You’ve heard that statement before. It’s a reason a lot of marriages fail, because some relationships get to a point where the thought of being out of the relationship seems better than staying in it.
One reason for this has to do with emotions. Emotions toward your spouse on your wedding day are much more intense than emotions several years later. When people compare the way they feel now with the way they felt when they first got married—when they see how much those emotions have changed—they conclude that they must have married the wrong person.
Karen and I dealt with that. After two or three years of marriage, we were totally numb toward each other. There was no emotion left. We were out of love.
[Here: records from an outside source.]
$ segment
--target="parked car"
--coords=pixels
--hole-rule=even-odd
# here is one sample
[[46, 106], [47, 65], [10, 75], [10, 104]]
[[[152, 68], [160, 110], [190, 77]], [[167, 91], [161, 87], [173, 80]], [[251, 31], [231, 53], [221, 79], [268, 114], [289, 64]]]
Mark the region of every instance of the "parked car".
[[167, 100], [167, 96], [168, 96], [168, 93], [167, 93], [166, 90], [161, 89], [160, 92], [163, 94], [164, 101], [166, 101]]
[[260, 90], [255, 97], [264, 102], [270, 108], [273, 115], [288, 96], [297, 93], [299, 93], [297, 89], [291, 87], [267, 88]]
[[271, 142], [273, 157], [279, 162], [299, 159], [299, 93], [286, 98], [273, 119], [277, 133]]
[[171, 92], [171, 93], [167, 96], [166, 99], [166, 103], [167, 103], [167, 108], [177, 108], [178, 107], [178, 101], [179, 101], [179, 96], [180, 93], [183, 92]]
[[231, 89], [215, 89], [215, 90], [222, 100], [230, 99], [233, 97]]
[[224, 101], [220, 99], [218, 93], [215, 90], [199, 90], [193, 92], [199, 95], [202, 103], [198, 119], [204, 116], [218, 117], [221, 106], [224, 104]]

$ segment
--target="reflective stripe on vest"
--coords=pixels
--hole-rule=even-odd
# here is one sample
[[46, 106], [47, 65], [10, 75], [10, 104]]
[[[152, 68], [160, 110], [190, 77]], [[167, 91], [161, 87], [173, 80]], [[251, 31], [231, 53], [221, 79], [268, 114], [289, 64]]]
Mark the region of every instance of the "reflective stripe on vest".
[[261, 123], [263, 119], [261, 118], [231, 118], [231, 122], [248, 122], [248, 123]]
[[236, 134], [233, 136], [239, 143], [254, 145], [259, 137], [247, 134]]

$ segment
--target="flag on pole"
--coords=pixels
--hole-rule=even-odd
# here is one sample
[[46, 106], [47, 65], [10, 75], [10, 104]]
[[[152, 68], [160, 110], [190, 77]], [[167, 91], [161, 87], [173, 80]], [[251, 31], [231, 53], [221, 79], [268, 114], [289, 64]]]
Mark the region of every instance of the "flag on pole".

That’s when I started thinking about another girl I had dated in high school, wondering whether I should have married her instead. Satan always wants us to believe the grass is greener on the other side.
But you know what I’ve heard? When the grass looks greener on the other side, it’s because you can’t see the poop from here. Everything looks better from a distance. From a distance, even the weeds look nice and green.
Here’s another one: When the grass looks greener on the other side, that just means it’s time to water your own yard.
The truth is that we can’t rely on emotions. We’re humans, and emotions change. They ebb and flow. A marriage has to be based on far more than feelings.
When we grade our marriage solely on how we feel about each other, we are totally ignoring the fact that grass must be watered, and marriage requires work. Marriages have peaks and valleys, and our job as husbands and wives is to learn how to sustain the peaks and endure the valleys.
How do we do this? By working at our marriages on a daily basis. In Revelation 2:4-5, Jesus comes to the church at Ephesus and says, “Yet I hold this against you: You have forsaken your first love. Remember the height from which you have fallen! Repent and do the things you did at first.”
Repent means to change your mind, to turn around, to stop going the direction that you are going. To start doing the right thing again.
Remember how you fell in love? Remember how you talked to each other? Remember how you were careful not to hurt each other’s feelings? Remember how energetic and adventurous you were?
When Karen and I realized that we had fallen out of love, we stopped doing the things that were causing us to rethink our marriage. We began to redo the things we had done when we first got married. It didn’t matter what our emotions were saying. Your emotions will catch up. Just do the right thing again and ride it out.
We began every day to do the best we could to get along, and after several weeks we began to like each other again. The grass may have looked greener on the other side, but once we watered our own yard, it started looking a lot better where we stood.